LECTURE DE DAGONNIER : TROP DE CLINS D’OEIL A L’AIR DU TEMPS

Un petit compact des éditions maelström, rehaussé d’un dessin en rouge, bistre et noir d’Yves Budin. Un jeune auteur, qui se met délibérément du côté des influences anglo-saxonnes (Kerouac et d’autres), propose des flashes de voyages « à toutes blindes » dirait le grand Jack, du côté de Berlin, Montréal, pour en retenir surtout des chromos aptes à appâter un jeune public, à force d’user du franglais, des tics à la mode, de l’argot de film (aprèm…) et des stylistiques d’aujourd’hui déjà démodées (pourquoi grands dieux s’amuser à décliner des listes anaphoriques comme tant l’ont fait avant lui?), des listes, des & en série pour faire mieux que notre conjonction etc. Pourtant, il y a là, promesse des 24 ans de l’auteur, un rythme, des métaphores ‘ »la poésie est la seule monnaie qu’il me reste quand mes poches sont à sec », un sens de la musique.
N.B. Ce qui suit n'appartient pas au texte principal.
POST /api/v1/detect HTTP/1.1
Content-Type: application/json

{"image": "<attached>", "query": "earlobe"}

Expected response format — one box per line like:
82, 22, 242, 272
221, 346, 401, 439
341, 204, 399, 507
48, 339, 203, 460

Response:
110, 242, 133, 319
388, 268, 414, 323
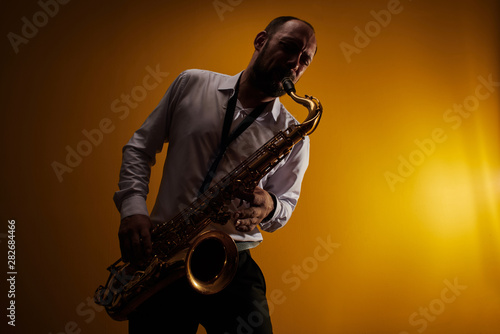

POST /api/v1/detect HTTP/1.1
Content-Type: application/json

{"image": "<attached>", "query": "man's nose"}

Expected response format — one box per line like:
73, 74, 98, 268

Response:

Parce que, dans l’état, c’est souvent brouillon, tape-à-l’oeil (un petite rincée de « beat », une petite cuiller de « Berlin » déjanté…) et une langue composite (mi-anglais-français-italien) qui baragouine…Et pourtant, il y a une atmosphère – qui ne doit rien, je vous assure aux tics précités! -, exemple, cette nuit blanche qui se termine et qui nous vaut un beau poème, simple, sobre, non entaché d’anglicismes de bazar:

p.15

tout recommence :

un bus roule en baillant.

Quelqu’un attend seul sur un quai

un train qui n’arrive pas,

les lumières du jour s’étendent,

prétendent, percent la bruine nocturne

d’un réveil bleu gris

pendant qu’une vieille dame tire les volets

qu’un mari fait son café

qu’un gosse lace ses souliers…

Hier croise demain

croise aujourd’hui

à une heure impossible les paupières se font lourdes

l’estomac plein & les coeurs légers.

Philippe LEUCKX

 

Paolo DAGONNIER, &The Beat Goes On!, maelström, 2015, 68p., 8€.